Report by Staff Writer

According to the latest statistics from the ZSE, the cumulative volume of shares traded in the nine months to September was 3,02 million shares against 3,34 million shares that were traded in the comparable period last year.

The number of transactions was also down in tandem to 16 262 from 25 080 recorded last year.

However, the total value of transactions for the nine month period was up a marginal 1,5% to US$357 804 million from US$352 379 million in the comparable period, driven mainly by foreign purchases of shares which amounted to US$161 144 million from US$140 033 million.

While trading volumes have been relatively light, trades have been restricted to the heavyweight counters and dividend paying shares such as Delta, Econet, Innscor and Old Mutual.

The momentum has also been powered by a few stockbrokers who have handled the lion’s share of trading on the stock exchange.
Recently the stock market has been rising, but according to analysts, having few trades powering a rally is a problem because when the rally fades, there will not be enough buying power to keep the uptrend in place.

Local institutions and individual investors continue to be affected by the lack of liquidity whilst the majority of institutional investors have shifted to holding on to equity investments for the long-term. Generally, the stock market is the first institution that gets drained out when liquidity is tight.

Market analyst Joanna Hwata said generally institutional investors paid less attention to the market in the absence of new stimulus and therefore would invest less as the year progresses.

Analysts say market direction since last year was being driven predominantly by global developments and sentiment rather than local fundamentals.

The major impact of emerging market sovereign debt concerns on the ZSE was not as direct but rather indirectly impacted on by a change in global risk appetite and the impact on capital flows especially in days dominated by the euro zone crisis.

Sentiment mainly by foreign investors, who are the main participants on the stock exchange, has driven investment into traditional safe havens such as the US dollar and gold and also into high risk high return areas in emerging markets such as the ZSE.

Private equity funds are setting up shop in Africa, attracted by a growing urban population and expanding middle class as well improving governance, political stability and sound economic management.

While it is possible to achieve good rates of growth in emerging markets such as India, South Africa and Turkey, growth in more mature markets is harder to come by.

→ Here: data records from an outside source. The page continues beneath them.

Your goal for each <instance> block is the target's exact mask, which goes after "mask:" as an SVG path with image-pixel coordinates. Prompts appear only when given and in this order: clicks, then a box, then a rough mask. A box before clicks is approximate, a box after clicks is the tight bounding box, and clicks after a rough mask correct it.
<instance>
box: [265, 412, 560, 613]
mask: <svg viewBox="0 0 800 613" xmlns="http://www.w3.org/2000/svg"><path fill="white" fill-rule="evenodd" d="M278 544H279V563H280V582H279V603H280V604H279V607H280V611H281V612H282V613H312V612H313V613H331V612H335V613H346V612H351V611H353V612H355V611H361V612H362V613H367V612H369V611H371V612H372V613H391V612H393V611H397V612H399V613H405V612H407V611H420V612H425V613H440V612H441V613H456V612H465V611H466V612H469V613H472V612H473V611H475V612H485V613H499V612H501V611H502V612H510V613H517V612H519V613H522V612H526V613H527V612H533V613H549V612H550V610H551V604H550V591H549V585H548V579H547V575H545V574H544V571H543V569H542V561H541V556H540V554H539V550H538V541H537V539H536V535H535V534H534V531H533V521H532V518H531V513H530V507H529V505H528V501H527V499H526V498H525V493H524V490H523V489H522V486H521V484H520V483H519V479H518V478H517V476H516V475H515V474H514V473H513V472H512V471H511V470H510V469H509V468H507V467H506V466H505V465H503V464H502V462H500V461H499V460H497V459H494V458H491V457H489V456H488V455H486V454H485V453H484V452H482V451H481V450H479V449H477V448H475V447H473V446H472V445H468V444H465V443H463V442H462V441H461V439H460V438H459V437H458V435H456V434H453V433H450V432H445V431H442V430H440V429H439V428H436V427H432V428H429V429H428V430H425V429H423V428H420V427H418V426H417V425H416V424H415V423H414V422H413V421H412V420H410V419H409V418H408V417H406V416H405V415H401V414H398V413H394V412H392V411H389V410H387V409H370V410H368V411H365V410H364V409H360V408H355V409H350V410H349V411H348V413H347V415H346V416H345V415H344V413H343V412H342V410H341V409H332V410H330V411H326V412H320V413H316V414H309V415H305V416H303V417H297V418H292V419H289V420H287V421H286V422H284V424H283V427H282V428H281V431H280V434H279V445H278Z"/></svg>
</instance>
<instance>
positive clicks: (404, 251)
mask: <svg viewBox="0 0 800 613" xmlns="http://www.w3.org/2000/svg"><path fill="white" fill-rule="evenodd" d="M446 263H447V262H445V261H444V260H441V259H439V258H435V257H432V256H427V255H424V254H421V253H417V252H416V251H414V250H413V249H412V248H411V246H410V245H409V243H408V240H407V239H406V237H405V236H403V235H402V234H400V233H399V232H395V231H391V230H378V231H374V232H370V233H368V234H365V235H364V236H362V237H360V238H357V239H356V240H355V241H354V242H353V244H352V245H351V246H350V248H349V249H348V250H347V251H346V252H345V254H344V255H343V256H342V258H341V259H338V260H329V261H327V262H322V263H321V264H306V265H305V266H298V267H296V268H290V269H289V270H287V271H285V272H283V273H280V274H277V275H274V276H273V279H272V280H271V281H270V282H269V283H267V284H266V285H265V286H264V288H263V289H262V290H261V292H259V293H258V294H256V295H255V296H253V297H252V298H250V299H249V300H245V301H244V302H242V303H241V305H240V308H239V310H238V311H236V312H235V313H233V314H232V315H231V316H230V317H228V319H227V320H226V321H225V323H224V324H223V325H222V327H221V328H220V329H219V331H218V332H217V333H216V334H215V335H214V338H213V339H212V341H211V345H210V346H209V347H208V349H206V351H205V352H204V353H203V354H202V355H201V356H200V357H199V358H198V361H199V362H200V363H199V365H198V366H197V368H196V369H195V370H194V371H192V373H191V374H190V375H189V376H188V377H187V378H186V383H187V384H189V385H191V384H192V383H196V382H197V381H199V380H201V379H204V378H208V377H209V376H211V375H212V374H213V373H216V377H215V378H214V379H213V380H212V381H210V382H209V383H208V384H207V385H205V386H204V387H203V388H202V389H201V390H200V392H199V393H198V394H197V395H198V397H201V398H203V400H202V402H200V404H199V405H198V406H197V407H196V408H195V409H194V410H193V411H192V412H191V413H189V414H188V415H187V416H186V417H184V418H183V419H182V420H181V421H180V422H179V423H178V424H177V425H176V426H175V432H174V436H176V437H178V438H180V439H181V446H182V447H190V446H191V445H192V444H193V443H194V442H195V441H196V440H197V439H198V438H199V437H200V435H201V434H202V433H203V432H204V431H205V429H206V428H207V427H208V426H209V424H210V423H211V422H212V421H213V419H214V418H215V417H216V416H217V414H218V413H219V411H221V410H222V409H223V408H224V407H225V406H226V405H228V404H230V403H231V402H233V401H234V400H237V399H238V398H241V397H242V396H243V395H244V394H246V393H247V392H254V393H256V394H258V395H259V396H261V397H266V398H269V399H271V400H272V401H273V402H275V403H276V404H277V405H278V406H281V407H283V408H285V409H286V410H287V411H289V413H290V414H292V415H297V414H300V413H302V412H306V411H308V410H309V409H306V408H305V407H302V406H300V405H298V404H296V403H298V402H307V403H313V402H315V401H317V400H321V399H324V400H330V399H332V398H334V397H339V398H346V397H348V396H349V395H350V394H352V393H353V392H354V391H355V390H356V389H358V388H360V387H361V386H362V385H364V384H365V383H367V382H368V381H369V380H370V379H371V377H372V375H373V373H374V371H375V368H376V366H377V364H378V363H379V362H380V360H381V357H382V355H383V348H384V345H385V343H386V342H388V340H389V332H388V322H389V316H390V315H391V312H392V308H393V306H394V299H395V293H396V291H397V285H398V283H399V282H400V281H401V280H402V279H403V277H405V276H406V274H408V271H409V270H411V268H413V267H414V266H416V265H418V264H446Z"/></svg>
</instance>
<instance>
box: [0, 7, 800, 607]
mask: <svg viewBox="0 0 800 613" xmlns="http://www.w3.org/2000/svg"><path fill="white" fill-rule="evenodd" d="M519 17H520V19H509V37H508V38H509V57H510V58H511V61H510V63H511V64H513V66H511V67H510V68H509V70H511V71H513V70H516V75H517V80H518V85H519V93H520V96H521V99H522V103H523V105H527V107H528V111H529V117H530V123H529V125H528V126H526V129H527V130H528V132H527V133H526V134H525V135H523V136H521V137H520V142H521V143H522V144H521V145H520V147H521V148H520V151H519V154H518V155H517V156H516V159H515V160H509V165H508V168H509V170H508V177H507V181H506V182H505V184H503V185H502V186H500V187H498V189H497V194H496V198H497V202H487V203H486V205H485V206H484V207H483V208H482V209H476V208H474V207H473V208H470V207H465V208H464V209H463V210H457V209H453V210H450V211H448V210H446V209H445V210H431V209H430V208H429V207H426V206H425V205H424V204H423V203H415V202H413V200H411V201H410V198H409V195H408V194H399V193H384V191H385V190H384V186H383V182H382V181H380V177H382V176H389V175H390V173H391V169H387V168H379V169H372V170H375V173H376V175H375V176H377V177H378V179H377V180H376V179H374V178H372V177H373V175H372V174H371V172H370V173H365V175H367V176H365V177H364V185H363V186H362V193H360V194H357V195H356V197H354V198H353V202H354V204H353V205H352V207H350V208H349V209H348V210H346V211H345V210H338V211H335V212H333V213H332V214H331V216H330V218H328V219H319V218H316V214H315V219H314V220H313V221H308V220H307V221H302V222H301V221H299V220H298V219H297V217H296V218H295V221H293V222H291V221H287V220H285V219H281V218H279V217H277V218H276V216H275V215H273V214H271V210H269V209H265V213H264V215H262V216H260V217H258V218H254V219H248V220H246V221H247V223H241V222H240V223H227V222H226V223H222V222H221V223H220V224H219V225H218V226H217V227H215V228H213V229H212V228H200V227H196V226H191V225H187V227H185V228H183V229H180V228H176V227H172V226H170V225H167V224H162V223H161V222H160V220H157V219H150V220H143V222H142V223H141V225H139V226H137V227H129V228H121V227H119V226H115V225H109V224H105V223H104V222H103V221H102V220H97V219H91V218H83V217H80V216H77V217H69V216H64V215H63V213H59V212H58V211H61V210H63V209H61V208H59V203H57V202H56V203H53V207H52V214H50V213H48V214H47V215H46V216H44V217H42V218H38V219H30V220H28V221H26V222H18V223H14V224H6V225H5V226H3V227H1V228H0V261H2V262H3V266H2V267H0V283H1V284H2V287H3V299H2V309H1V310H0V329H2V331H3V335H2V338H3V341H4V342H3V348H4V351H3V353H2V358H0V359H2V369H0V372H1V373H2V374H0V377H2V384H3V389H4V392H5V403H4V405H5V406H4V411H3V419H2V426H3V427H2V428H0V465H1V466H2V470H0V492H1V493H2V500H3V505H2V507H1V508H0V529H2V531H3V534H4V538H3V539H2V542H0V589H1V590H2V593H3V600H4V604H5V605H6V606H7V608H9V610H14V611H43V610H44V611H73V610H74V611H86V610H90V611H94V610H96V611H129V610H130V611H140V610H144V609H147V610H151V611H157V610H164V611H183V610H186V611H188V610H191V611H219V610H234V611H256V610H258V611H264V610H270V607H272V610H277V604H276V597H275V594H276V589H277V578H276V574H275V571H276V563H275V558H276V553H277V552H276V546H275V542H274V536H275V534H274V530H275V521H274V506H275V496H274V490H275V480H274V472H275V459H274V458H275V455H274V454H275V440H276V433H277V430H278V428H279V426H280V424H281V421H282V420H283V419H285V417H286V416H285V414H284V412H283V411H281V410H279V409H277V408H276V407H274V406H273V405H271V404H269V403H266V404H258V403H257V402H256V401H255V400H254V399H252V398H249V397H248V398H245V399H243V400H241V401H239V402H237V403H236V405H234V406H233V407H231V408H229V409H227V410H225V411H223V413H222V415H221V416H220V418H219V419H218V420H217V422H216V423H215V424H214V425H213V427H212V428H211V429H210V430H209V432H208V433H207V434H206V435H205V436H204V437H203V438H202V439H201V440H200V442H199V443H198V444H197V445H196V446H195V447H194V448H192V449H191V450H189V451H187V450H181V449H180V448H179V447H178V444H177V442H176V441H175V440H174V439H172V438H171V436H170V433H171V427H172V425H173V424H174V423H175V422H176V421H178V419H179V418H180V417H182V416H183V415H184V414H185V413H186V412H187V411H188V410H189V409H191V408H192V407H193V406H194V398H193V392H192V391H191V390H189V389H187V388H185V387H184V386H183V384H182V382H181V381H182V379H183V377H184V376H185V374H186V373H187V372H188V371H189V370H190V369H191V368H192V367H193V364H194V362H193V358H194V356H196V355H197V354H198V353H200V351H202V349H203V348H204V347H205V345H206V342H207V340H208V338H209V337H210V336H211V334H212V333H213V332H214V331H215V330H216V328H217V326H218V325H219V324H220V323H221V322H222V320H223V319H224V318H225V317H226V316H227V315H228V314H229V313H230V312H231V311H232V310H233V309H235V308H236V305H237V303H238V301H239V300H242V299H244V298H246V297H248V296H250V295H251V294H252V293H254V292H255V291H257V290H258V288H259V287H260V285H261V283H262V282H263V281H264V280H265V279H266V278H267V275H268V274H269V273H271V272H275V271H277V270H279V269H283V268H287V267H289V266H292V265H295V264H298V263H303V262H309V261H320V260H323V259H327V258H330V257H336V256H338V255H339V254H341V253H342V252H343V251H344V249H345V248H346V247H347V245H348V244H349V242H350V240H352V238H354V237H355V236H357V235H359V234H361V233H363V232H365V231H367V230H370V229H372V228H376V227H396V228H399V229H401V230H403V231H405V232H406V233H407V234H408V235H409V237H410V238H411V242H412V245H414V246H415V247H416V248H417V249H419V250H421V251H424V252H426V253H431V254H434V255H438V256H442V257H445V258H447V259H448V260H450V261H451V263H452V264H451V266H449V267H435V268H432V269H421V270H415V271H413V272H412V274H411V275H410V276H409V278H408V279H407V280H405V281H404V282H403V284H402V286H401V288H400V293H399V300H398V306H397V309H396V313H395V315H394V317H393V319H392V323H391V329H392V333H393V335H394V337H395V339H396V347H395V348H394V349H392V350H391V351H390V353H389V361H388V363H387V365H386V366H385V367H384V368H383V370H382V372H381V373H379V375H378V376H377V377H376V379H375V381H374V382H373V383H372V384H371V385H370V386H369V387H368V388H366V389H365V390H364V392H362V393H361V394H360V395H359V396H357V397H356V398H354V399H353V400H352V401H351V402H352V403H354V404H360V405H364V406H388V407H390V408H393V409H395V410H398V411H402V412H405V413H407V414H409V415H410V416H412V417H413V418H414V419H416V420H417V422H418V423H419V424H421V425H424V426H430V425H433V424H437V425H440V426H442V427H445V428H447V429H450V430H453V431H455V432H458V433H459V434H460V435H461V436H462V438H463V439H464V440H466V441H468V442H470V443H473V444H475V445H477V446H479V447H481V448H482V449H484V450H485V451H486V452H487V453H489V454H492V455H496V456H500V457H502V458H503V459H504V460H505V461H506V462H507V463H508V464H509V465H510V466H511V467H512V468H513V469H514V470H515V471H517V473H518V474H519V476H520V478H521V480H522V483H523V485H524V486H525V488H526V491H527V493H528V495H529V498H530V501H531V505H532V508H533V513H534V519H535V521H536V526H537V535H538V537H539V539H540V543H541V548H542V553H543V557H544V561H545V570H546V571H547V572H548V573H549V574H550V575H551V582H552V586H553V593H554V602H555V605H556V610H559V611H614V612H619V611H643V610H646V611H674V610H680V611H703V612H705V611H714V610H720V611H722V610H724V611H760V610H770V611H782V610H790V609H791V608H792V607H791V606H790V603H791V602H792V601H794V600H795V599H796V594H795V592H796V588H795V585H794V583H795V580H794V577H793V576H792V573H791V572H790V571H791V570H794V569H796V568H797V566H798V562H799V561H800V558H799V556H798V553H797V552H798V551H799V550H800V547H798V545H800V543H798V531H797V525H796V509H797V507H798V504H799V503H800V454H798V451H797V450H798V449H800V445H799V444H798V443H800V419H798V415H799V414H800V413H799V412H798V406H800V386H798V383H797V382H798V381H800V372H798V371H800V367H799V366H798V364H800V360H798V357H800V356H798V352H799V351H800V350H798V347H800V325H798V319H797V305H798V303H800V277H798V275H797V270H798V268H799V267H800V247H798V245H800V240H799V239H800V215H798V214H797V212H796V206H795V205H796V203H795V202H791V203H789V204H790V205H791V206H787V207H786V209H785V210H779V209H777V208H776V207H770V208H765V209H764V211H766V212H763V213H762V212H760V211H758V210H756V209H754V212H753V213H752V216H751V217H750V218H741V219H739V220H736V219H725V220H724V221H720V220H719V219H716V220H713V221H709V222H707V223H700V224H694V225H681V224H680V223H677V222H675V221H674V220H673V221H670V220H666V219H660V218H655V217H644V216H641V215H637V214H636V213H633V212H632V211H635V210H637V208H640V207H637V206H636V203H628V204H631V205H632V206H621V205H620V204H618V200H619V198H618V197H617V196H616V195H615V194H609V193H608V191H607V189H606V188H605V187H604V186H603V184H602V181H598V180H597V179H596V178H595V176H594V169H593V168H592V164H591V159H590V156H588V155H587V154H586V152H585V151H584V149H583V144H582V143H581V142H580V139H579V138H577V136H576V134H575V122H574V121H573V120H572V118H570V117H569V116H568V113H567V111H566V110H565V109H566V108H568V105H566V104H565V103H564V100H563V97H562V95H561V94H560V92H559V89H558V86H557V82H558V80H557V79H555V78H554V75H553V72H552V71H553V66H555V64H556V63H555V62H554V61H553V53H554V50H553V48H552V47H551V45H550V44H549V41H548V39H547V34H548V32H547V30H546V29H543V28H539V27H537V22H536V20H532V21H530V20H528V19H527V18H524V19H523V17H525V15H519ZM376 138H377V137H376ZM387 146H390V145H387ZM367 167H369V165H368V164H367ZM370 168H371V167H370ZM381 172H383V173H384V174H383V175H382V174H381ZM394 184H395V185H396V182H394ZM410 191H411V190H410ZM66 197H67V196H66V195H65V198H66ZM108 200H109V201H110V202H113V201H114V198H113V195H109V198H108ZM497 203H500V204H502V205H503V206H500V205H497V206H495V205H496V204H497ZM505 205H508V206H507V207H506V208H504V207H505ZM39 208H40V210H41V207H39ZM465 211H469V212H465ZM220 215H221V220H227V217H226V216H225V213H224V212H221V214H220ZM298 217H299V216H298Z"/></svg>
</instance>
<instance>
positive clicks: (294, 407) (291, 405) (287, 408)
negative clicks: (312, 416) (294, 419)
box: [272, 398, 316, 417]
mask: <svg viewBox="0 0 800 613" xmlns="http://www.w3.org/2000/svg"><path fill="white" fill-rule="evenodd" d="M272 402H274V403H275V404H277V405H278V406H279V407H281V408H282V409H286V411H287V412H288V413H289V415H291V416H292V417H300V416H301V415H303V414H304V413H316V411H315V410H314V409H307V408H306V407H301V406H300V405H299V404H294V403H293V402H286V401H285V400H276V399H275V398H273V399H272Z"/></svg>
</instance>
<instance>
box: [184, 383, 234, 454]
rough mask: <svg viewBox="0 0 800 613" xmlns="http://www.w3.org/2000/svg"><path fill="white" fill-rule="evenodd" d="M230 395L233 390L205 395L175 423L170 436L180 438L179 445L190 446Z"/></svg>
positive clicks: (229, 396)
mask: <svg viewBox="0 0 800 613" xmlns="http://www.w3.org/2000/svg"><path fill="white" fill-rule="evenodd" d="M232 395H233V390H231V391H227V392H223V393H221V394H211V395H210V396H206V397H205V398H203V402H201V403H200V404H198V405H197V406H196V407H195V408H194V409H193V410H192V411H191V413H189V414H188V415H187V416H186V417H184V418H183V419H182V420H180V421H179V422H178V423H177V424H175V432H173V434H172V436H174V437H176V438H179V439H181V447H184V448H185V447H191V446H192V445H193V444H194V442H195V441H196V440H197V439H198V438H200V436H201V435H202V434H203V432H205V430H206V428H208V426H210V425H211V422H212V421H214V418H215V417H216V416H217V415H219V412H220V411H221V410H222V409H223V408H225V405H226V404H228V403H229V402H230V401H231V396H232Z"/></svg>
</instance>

This means most companies in the UK, USA and India and China have to manage their costs and do more with less to stop profits falling.

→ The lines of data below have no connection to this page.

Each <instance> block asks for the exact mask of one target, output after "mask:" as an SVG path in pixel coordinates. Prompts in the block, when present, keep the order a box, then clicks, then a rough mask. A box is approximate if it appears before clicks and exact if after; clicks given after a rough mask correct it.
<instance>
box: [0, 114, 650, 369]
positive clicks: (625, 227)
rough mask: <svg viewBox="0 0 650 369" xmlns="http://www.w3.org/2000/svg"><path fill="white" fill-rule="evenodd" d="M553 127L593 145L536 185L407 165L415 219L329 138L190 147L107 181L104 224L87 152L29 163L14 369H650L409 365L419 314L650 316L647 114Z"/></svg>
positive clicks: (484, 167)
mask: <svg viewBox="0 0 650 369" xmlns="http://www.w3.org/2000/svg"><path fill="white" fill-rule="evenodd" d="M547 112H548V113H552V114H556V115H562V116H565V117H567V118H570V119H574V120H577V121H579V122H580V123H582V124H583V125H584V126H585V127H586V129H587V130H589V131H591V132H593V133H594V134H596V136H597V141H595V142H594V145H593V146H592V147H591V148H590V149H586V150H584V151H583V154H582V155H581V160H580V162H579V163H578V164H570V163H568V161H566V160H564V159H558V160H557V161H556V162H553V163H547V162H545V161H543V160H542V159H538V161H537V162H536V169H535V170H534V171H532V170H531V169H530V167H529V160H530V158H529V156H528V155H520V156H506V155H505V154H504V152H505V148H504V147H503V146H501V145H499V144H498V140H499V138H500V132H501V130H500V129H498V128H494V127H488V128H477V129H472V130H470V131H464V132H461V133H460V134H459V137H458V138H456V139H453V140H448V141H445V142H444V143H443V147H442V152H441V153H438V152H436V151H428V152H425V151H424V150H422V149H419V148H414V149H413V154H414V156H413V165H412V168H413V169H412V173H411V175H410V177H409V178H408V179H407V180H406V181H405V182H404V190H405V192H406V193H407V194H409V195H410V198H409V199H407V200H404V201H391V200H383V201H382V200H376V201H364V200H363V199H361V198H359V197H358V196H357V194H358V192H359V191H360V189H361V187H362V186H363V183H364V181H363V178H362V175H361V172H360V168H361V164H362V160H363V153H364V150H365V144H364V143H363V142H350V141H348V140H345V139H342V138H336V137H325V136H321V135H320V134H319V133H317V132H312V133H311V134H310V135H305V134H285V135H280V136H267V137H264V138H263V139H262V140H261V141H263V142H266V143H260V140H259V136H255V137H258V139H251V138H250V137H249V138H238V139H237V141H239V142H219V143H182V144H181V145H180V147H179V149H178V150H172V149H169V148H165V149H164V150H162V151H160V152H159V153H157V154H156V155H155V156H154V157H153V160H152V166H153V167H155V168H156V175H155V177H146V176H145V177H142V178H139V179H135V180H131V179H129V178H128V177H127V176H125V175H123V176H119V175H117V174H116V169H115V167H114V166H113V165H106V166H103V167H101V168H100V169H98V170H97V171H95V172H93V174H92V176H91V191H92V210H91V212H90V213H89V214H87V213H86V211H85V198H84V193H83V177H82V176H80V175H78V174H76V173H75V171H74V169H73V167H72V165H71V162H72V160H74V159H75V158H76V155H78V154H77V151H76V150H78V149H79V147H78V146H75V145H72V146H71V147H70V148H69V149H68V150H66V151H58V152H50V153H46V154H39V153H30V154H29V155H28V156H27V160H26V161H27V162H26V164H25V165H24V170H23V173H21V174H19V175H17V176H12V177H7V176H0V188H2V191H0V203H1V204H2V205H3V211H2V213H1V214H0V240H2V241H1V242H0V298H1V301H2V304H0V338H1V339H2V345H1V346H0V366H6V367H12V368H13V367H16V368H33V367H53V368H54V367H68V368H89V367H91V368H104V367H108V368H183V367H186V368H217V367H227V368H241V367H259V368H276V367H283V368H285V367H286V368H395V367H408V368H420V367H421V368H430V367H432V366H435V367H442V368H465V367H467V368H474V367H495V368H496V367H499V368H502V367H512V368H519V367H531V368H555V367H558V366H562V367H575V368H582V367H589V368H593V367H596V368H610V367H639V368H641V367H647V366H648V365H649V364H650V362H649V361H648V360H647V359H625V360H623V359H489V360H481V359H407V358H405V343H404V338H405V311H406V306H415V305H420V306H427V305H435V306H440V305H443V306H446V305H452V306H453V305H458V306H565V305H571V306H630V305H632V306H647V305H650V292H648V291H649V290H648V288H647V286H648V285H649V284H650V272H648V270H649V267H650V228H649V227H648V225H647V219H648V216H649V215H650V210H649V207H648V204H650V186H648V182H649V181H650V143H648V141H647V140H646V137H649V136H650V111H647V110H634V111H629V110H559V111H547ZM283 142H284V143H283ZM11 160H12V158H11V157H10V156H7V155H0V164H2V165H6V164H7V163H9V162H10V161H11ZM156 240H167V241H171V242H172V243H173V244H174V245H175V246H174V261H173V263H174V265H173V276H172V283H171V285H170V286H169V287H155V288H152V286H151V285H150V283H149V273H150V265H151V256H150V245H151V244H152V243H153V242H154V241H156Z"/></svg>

In the long run they have to expand into Africa where there are opportunities to grow their revenues and profitability. This is why Essar, Development Bank of Southern Africa, Industrial Development Corporation South Africa, GEM and other private equity funds are trying to invest in Zimbabwe.

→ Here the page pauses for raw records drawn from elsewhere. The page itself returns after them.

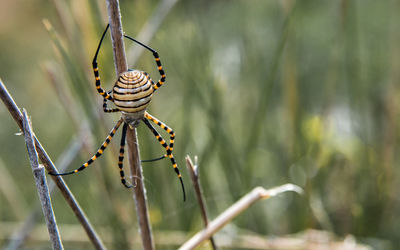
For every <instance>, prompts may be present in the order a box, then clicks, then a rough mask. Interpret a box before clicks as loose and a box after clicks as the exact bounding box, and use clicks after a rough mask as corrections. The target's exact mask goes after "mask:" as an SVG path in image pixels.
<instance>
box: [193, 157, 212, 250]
mask: <svg viewBox="0 0 400 250" xmlns="http://www.w3.org/2000/svg"><path fill="white" fill-rule="evenodd" d="M185 159H186V166H187V168H188V170H189V174H190V178H191V179H192V183H193V187H194V190H195V191H196V197H197V202H198V203H199V207H200V211H201V216H202V217H203V221H204V226H205V227H206V228H207V226H208V217H207V209H206V204H205V203H204V198H203V190H202V188H201V185H200V178H199V171H198V165H197V156H195V158H194V162H195V164H194V165H193V162H192V160H191V159H190V157H189V156H188V155H187V156H186V158H185ZM210 243H211V246H212V248H213V249H214V250H215V249H218V248H217V245H216V244H215V241H214V238H213V237H212V236H211V237H210Z"/></svg>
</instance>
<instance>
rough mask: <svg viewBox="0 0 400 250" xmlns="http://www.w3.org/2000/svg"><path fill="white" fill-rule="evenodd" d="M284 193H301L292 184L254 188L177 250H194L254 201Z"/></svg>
mask: <svg viewBox="0 0 400 250" xmlns="http://www.w3.org/2000/svg"><path fill="white" fill-rule="evenodd" d="M286 191H295V192H298V193H302V192H303V191H302V189H301V188H300V187H298V186H296V185H293V184H285V185H282V186H279V187H276V188H272V189H269V190H266V189H264V188H263V187H256V188H254V189H253V190H252V191H251V192H250V193H248V194H246V195H245V196H243V197H242V198H241V199H240V200H239V201H237V202H236V203H235V204H233V205H232V206H230V207H229V208H228V209H227V210H225V211H224V212H223V213H222V214H220V215H219V216H218V217H217V218H215V219H214V220H213V221H211V222H210V223H209V224H208V227H207V228H205V229H203V230H202V231H200V232H198V233H197V234H195V235H194V236H193V237H192V238H191V239H189V240H188V241H186V242H185V243H184V244H183V245H182V246H181V247H180V248H179V249H180V250H187V249H194V248H195V247H197V246H198V245H200V244H201V243H202V242H203V241H205V240H207V239H209V238H210V237H211V236H212V235H213V234H215V233H216V232H217V231H219V230H220V229H221V228H222V227H223V226H225V225H226V224H228V223H229V222H230V221H231V220H232V219H233V218H235V217H236V216H238V215H239V214H240V213H242V212H243V211H244V210H246V209H247V208H249V207H250V206H251V205H252V204H253V203H255V202H256V201H258V200H262V199H267V198H270V197H272V196H276V195H278V194H280V193H282V192H286Z"/></svg>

Emerging markets investors would want to deal with big and stable businesses, which have dividend policies.

Analysts say this is what Delta, Econet, Innscor and the other stable counters offer. The companies have a good market share and post good quality earnings.

Investors need a stable dividend payout and the blue chip companies that pay large dividends are one of the favoured investments.

“This is because you are getting a large part of your investment return from dividends –– which are independent of the Zimbabwe stock market’s mood swings,” an analyst said. “A number of ZSE-listed companies, with adequate funding have proven to be quite resilient investments. Before the lost decade they showed the ability to pay dividends from cash flow because of a healthy free cash dividend cover.”